1. Group the data by `Country` and compute the average `PurchaseAmount` for each country.
2. Group the data by `ProductCategory` and compute the count and average `ReviewScore` for each category.

### Task 4.3: Applying Custom Functions

1. Create a new column `DiscountedAmount` that applies a 10% discount to the `PurchaseAmount` (if not null).
2. Create a custom function that categorizes a `ReviewScore` into `'Low'` (score 1-2), `'Medium'` (score 3), and `'High'` (score 4-5). Use `.apply()` to create a new column `ReviewCategory`.

In [None]:
# Your code here

## Exercise 5: Handling Missing Data

### Task 5.1: Detecting Missing Data

1. Check for missing values in the loaded DataFrame and print the total missing values per column.

### Task 5.2: Filling and Dropping Missing Data

1. Create a copy of the original DataFrame and fill missing values in numeric columns (e.g., `Age`, `PurchaseAmount`, `ReviewScore`) with the column median.
2. For the categorical columns, fill missing values using forward-fill.
3. Display the number of missing values after filling.
4. Create another copy of the original DataFrame and drop all rows that have any missing value. Compare the shapes of the two DataFrames.

In [None]:
#Your code here

## Exercise 6: Exporting the Processed Data

### Task 6.1: Save the Cleaned Data

1. Save the DataFrame with filled missing values (`df_filled`) into a new CSV file named `customer_purchase_data_cleaned.csv`.
2. Save the same DataFrame to an Excel file named `customer_purchase_data_cleaned.xlsx`.

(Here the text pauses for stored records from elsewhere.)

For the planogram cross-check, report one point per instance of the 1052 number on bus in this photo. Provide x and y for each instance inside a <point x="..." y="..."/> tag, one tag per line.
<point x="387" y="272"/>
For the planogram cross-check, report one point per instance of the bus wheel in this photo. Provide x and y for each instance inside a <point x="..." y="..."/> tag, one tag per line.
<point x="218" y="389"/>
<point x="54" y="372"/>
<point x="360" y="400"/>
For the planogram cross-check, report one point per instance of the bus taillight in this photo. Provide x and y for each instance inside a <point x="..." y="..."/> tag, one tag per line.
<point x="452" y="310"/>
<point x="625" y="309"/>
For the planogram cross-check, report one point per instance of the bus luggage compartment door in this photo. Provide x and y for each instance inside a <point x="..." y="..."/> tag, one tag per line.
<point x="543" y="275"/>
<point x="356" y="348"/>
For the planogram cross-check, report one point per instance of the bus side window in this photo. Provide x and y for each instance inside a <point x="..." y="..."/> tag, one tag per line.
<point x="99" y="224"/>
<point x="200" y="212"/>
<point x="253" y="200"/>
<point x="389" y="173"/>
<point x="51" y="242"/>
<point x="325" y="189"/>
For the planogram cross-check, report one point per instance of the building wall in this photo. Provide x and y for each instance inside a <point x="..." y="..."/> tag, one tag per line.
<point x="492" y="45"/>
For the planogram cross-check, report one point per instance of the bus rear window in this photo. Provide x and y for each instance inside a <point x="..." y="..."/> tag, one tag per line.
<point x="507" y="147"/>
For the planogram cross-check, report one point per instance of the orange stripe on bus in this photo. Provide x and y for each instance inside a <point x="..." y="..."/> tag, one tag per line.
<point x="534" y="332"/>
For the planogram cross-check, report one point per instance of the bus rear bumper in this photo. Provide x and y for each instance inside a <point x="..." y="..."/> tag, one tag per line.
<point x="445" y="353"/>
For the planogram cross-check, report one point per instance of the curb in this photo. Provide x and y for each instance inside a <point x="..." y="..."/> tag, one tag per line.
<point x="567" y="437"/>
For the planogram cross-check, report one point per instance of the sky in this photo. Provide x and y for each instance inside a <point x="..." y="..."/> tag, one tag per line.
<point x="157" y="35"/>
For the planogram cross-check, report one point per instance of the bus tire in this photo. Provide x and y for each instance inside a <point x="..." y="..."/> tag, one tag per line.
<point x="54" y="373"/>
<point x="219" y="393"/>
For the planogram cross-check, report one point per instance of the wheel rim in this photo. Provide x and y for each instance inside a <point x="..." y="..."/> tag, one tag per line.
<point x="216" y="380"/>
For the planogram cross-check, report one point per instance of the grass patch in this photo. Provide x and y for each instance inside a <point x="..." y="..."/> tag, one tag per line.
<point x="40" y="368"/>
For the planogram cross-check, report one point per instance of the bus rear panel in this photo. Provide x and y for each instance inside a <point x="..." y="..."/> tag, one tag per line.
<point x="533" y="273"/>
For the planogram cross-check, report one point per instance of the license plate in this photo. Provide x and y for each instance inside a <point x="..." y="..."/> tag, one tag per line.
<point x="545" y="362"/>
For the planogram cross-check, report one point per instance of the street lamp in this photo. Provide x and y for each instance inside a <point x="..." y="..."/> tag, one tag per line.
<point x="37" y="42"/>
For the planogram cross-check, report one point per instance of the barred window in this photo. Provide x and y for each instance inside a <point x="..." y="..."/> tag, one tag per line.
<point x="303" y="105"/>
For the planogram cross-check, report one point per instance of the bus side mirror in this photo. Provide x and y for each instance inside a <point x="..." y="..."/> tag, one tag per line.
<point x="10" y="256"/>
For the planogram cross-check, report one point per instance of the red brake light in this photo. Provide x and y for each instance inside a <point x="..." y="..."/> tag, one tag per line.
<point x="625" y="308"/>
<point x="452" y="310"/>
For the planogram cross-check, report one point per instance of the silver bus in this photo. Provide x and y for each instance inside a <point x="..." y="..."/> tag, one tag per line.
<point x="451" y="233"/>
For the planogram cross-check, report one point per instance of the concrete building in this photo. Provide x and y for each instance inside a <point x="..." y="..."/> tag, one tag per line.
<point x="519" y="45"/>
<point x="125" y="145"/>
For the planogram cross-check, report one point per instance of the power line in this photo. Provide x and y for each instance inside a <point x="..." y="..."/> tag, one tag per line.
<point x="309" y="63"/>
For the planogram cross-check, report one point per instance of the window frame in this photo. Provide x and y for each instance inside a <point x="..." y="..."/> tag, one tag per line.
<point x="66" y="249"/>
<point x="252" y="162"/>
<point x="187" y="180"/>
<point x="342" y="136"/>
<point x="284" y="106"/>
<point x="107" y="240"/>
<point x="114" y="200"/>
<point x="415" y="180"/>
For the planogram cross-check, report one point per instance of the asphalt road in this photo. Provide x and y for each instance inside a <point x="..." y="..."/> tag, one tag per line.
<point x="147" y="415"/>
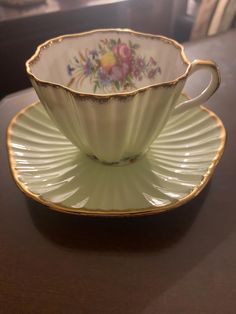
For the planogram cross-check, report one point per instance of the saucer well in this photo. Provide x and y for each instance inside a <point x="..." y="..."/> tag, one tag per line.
<point x="49" y="169"/>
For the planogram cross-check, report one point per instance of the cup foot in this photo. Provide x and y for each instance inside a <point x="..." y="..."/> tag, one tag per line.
<point x="122" y="162"/>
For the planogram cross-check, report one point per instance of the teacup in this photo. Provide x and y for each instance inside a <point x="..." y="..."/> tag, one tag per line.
<point x="111" y="91"/>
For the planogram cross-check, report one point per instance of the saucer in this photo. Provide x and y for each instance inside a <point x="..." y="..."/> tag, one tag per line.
<point x="179" y="163"/>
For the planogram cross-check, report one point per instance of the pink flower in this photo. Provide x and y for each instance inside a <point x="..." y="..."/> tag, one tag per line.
<point x="119" y="72"/>
<point x="123" y="51"/>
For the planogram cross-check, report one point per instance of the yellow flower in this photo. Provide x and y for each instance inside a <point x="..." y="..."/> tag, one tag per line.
<point x="108" y="60"/>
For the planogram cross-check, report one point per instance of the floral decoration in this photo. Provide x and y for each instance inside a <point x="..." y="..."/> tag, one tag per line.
<point x="113" y="66"/>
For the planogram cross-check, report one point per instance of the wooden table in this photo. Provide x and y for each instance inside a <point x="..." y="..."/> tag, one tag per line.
<point x="179" y="262"/>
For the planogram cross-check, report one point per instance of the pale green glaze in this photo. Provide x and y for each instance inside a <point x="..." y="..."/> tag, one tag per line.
<point x="49" y="166"/>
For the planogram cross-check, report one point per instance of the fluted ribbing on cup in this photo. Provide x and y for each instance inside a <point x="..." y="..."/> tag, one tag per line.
<point x="111" y="129"/>
<point x="49" y="166"/>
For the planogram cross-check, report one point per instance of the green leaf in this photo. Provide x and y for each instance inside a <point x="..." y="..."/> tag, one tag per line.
<point x="117" y="85"/>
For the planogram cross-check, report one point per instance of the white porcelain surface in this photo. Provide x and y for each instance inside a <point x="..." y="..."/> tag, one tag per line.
<point x="110" y="92"/>
<point x="47" y="167"/>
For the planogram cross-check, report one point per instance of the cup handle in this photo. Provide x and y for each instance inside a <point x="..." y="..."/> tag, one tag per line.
<point x="208" y="91"/>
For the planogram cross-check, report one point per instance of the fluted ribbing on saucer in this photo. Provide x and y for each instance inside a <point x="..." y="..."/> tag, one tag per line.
<point x="52" y="170"/>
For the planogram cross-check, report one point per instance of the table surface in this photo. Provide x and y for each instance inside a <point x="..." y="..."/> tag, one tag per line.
<point x="182" y="261"/>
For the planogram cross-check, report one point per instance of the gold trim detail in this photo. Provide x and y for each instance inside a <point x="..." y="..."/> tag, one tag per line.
<point x="127" y="212"/>
<point x="55" y="40"/>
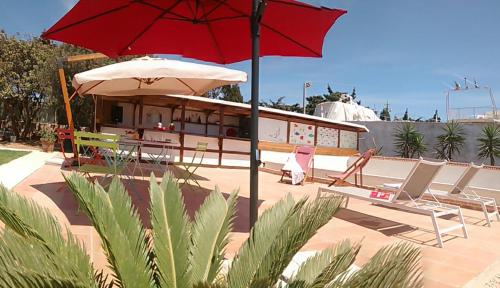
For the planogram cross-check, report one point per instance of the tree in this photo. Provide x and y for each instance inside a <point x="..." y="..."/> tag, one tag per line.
<point x="280" y="104"/>
<point x="489" y="142"/>
<point x="451" y="141"/>
<point x="408" y="141"/>
<point x="25" y="69"/>
<point x="313" y="101"/>
<point x="228" y="93"/>
<point x="179" y="252"/>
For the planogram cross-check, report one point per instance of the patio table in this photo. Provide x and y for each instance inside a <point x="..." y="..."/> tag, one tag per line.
<point x="154" y="158"/>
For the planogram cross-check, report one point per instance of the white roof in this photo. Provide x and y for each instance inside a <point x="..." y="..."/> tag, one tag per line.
<point x="154" y="76"/>
<point x="271" y="110"/>
<point x="340" y="111"/>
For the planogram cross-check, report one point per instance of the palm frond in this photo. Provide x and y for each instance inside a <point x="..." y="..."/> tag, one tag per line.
<point x="324" y="267"/>
<point x="294" y="234"/>
<point x="223" y="238"/>
<point x="119" y="227"/>
<point x="211" y="225"/>
<point x="171" y="235"/>
<point x="251" y="254"/>
<point x="34" y="244"/>
<point x="397" y="265"/>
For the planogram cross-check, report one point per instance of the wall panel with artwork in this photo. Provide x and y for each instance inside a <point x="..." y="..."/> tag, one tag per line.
<point x="301" y="134"/>
<point x="327" y="137"/>
<point x="272" y="130"/>
<point x="348" y="139"/>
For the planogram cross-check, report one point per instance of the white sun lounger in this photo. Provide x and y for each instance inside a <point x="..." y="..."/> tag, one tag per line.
<point x="408" y="197"/>
<point x="462" y="192"/>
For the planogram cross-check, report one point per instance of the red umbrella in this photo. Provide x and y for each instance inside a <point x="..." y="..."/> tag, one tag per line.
<point x="210" y="30"/>
<point x="220" y="31"/>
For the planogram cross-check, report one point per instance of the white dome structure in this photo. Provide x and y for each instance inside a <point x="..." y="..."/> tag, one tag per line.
<point x="340" y="111"/>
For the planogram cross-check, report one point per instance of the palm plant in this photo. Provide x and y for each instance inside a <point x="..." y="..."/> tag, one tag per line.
<point x="408" y="141"/>
<point x="451" y="141"/>
<point x="35" y="251"/>
<point x="489" y="142"/>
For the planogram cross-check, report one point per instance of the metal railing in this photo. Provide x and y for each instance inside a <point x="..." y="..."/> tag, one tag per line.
<point x="472" y="113"/>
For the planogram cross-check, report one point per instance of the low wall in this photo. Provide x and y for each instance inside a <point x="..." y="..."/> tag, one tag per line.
<point x="382" y="133"/>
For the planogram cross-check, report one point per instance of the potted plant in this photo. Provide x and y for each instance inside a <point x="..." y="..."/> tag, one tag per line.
<point x="47" y="138"/>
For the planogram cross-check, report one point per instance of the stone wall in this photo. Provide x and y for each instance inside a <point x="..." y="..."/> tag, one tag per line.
<point x="382" y="133"/>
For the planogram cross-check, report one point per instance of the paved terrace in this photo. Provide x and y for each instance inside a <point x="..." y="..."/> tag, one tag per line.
<point x="473" y="262"/>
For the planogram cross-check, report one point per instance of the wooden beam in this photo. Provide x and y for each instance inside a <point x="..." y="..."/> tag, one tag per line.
<point x="84" y="57"/>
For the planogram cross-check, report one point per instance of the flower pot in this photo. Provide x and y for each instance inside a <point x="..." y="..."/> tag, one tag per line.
<point x="47" y="146"/>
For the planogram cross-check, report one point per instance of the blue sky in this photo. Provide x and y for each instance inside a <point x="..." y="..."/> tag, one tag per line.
<point x="404" y="52"/>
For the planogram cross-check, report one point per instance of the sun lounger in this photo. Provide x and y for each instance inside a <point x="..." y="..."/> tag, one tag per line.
<point x="303" y="156"/>
<point x="408" y="197"/>
<point x="461" y="192"/>
<point x="355" y="167"/>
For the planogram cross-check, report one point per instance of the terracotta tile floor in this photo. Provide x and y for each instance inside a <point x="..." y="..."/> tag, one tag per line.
<point x="453" y="266"/>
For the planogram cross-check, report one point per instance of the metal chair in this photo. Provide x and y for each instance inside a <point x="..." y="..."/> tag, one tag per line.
<point x="156" y="160"/>
<point x="62" y="135"/>
<point x="98" y="154"/>
<point x="191" y="167"/>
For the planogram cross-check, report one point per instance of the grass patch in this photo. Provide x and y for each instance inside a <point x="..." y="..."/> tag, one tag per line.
<point x="8" y="155"/>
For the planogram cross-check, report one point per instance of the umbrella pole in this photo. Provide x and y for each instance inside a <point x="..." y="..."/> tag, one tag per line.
<point x="254" y="116"/>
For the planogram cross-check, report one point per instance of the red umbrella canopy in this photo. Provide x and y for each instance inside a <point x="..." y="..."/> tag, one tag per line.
<point x="210" y="30"/>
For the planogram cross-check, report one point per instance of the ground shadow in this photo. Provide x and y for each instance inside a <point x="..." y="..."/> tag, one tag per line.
<point x="387" y="227"/>
<point x="194" y="197"/>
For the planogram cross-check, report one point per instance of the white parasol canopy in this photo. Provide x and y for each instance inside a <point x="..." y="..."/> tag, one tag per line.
<point x="154" y="76"/>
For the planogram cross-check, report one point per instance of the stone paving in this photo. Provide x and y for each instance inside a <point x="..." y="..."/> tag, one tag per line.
<point x="462" y="261"/>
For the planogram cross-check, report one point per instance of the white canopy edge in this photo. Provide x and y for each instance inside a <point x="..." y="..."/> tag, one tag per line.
<point x="271" y="110"/>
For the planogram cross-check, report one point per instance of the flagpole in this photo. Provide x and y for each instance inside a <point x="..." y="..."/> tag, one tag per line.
<point x="257" y="10"/>
<point x="304" y="95"/>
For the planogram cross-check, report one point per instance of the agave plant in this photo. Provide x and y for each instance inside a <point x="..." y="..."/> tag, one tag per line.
<point x="408" y="141"/>
<point x="176" y="251"/>
<point x="489" y="142"/>
<point x="451" y="141"/>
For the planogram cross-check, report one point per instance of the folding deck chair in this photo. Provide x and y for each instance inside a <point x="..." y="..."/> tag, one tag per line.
<point x="462" y="192"/>
<point x="355" y="167"/>
<point x="190" y="168"/>
<point x="408" y="197"/>
<point x="304" y="155"/>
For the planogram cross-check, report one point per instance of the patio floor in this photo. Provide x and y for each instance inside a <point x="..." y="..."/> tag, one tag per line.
<point x="461" y="261"/>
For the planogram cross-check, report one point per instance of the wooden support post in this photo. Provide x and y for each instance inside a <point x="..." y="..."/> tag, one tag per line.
<point x="338" y="139"/>
<point x="141" y="109"/>
<point x="315" y="145"/>
<point x="207" y="114"/>
<point x="357" y="139"/>
<point x="133" y="115"/>
<point x="67" y="105"/>
<point x="221" y="133"/>
<point x="181" y="133"/>
<point x="288" y="131"/>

### Task 6.2: Verify the Exports

1. Load the newly exported CSV file and display its info to confirm the export was successful.

In [None]:
#Your code here

## Summary

In this notebook, you have practiced the following tasks using the customer purchase data:

- **Data Loading:** Reading data from CSV, Excel, and JSON formats.
- **Data Inspection:** Viewing heads/tails, checking data types and missing values, and reviewing summary statistics.
- **Selection and Indexing:** Selecting specific columns, filtering rows, and using both `.loc` and `.iloc` for data selection.
- **DataFrame Operations:** Sorting, grouping/aggregating data, and applying custom functions to create new columns.
- **Handling Missing Data:** Detecting, filling, and dropping missing values.
- **Exporting Data:** Saving the processed data to new files and verifying the exports.